The performances of Bruce Dern (Woody), Will Forte (David) and June Squibb (Kate) amount to more than you might fear from the trailer and although the role of the elder son Ross (he has hopes of a career as a late-blooming local TV anchorman) is thin, Bob Odenkirk plays him nicely.  Eighty-four year old June Squibb is the bridge between the characterisation of the Hawthorne folks and the (somewhat) more nuanced treatment of the core of the Grant family.  Squibb (who made a briefer appearance as the wife who died and set off the main narrative in Payne’s About Schmidt) speaks her lines deliberately but you gradually discern more shading in her set vocal rhythms and facial expressions.  I still felt a resistance to the character of Kate, though, which depends heavily on the assumed comedy of an old woman talking dirty and embarrassing her modest son.  As for that kiss in the hospital:  I can’t help finding it depressing to see and hear an elderly couple who normally moan at and about each other showing, in a crisis (but only in a crisis), that they really care.  All the evidence suggests that the marriage of Woody and Kate has been an unhappy one – I must have dozed off at the point at which her decision to join the men in Hawthorne, after berating them both as they set off on their trip, is explained.    I never much liked Bruce Dern in his 1970s heyday and haven’t missed his absence in the many years since then.  Although he showed a terrific, startling intensity as the basketball coach in Jack Nicholson’s Drive, He Said (1971), he was monotonously strident in films such as The Great Gatsby (1974), Family Plot (1976) and Coming Home (1978).   But his rangy, gawky physique is remarkable and his bug-eyed stare makes sense in the role of Woody, whose enervated, closed-down quality also means that Dern’s aggression is rationed.

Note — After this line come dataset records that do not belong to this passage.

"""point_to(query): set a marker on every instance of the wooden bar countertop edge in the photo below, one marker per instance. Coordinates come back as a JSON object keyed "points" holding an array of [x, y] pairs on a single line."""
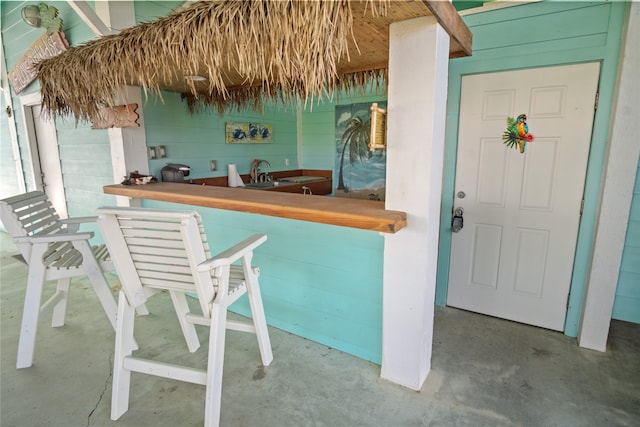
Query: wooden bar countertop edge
{"points": [[362, 214]]}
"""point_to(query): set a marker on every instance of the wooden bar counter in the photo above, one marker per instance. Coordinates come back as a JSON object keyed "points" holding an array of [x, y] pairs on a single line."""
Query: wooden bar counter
{"points": [[362, 214]]}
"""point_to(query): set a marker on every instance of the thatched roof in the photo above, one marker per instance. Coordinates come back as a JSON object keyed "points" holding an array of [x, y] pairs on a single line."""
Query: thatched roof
{"points": [[246, 50]]}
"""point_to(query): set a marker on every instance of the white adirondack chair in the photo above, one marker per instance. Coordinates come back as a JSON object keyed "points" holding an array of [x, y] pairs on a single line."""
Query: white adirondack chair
{"points": [[155, 250], [54, 250]]}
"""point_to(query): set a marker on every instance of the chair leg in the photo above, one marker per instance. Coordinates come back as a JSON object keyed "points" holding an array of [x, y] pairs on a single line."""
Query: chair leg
{"points": [[31, 310], [215, 364], [259, 319], [188, 329], [96, 277], [123, 348], [60, 309]]}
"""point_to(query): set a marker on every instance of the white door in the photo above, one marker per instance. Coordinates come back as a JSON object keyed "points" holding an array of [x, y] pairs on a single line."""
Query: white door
{"points": [[514, 256], [45, 156]]}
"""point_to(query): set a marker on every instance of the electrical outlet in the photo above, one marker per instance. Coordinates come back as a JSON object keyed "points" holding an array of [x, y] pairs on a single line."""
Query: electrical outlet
{"points": [[162, 151]]}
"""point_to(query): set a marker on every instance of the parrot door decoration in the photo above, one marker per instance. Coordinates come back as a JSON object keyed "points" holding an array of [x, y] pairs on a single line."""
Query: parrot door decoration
{"points": [[517, 134]]}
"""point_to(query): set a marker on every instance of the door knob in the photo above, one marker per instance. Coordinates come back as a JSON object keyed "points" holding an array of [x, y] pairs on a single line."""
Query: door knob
{"points": [[457, 221]]}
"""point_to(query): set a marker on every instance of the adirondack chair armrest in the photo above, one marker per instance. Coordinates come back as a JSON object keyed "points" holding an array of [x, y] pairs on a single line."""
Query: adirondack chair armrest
{"points": [[79, 220], [51, 238], [234, 253], [73, 224]]}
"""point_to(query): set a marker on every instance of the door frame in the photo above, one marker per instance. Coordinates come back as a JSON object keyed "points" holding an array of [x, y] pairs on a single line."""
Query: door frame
{"points": [[541, 76], [597, 158], [27, 102]]}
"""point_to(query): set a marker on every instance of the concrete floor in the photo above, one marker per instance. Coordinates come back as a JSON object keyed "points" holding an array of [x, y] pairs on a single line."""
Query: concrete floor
{"points": [[485, 372]]}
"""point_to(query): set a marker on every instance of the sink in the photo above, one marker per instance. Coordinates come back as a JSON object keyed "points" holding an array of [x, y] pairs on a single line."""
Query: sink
{"points": [[260, 185], [301, 179]]}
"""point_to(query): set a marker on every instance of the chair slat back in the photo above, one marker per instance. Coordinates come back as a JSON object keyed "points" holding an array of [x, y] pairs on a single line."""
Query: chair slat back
{"points": [[159, 250], [28, 214]]}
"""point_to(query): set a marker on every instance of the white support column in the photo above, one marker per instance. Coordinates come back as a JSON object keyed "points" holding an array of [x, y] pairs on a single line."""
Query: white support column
{"points": [[620, 176], [418, 75], [128, 145]]}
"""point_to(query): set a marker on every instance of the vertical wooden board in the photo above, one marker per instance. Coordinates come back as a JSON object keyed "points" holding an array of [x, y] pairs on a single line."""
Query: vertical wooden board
{"points": [[8, 174]]}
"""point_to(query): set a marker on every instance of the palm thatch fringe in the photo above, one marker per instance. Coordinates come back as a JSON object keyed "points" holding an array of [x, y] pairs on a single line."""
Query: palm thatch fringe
{"points": [[281, 50]]}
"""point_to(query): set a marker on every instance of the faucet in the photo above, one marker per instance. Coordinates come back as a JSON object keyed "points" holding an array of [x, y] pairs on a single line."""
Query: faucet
{"points": [[255, 169]]}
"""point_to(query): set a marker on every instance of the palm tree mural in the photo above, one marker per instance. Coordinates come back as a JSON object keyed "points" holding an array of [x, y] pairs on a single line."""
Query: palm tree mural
{"points": [[356, 136]]}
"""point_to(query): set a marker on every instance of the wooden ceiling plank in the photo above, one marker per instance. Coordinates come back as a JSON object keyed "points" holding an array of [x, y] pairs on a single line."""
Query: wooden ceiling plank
{"points": [[451, 21]]}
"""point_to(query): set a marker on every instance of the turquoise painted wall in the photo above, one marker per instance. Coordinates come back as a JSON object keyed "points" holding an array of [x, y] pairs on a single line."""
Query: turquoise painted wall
{"points": [[318, 281], [85, 155], [539, 35], [627, 303], [321, 282], [195, 139]]}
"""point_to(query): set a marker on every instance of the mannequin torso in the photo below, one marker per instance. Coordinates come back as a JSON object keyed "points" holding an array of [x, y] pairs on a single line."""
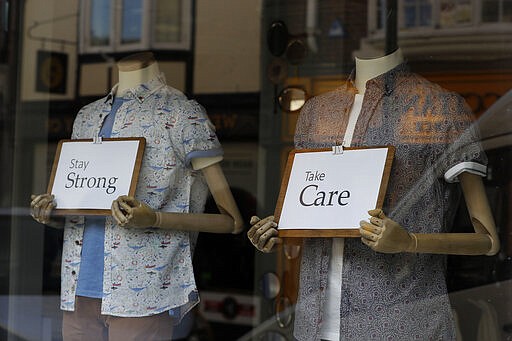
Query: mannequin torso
{"points": [[367, 69], [136, 69]]}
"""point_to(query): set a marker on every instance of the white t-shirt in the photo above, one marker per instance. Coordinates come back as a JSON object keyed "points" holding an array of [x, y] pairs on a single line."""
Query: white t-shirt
{"points": [[331, 318]]}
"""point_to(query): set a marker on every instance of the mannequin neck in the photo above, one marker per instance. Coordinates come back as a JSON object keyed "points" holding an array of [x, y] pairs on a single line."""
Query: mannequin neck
{"points": [[367, 69], [135, 72]]}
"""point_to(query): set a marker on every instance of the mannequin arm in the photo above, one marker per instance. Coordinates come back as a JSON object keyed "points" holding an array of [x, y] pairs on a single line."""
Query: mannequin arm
{"points": [[263, 234], [129, 212], [385, 235], [41, 207]]}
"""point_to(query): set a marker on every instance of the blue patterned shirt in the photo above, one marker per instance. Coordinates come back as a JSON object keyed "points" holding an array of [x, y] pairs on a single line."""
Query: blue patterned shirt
{"points": [[148, 271]]}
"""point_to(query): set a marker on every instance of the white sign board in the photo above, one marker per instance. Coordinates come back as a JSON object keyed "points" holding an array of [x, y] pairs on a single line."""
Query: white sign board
{"points": [[89, 176], [327, 191]]}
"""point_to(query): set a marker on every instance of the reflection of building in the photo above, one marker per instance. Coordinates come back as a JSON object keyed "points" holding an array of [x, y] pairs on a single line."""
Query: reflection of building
{"points": [[462, 45], [66, 58]]}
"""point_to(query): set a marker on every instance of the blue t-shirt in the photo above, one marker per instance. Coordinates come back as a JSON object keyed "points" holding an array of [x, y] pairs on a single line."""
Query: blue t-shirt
{"points": [[90, 277]]}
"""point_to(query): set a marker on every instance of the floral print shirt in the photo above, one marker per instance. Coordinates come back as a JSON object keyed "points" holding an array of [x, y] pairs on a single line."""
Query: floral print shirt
{"points": [[148, 271], [391, 296]]}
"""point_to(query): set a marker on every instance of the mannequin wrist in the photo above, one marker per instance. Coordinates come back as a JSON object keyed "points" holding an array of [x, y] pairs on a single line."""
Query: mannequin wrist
{"points": [[158, 219], [413, 244]]}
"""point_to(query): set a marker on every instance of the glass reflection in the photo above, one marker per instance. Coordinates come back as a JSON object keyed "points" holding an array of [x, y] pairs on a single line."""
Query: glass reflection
{"points": [[100, 23], [272, 336], [271, 285], [292, 99], [131, 21], [284, 312]]}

It’s Will Forte, however, who keeps you going through Nebraska.  A Saturday Night Live stalwart, Forte, who’s in his mid-forties, hasn’t done much straight acting and what he does as David isn’t major but it’s emotionally expressive at the right level and the character is more likeable than everyone else in the film put together.  Forte’s also a relief in this company simply by virtue of being reasonably good-looking.  David – a nice, harassed, disappointed man – has just broken up with his girlfriend of two years.  She’s the unglamorous lump you’d expect in the Montana as well as the Nebraska of Alexander Payne’s USA, although Missy Doty plays her one scene well.   David has an unrewarding job as a salesman at a computer store – the only customers we see him with are, of course, physically unprepossessing and disagreeably curt.  Not only does David not ‘know’ Woody; he seems to know very little about anyone else in his family.  In the Hawthorne cemetery, Kate talks to her son about his grandparents as if they were distant ancestors.  But you still want things to work out for David.  After he and his father have made it to Lincoln and received the inevitable confirmation that Woody is not a millionaire, David trades his car in for a truck, buys the air compressor Woody’s missed for decades, and lets the old man drive the vehicle in triumph through the main street of Hawthorne until they’re on the road home to Montana, where David gets back in the driving seat.  By the close of Nebraska, I felt I was on the same wavelength as the principals at least in terms of being grateful for small mercies.  I wasn’t convinced by the upbeat ending but it was preferable to a downbeat one.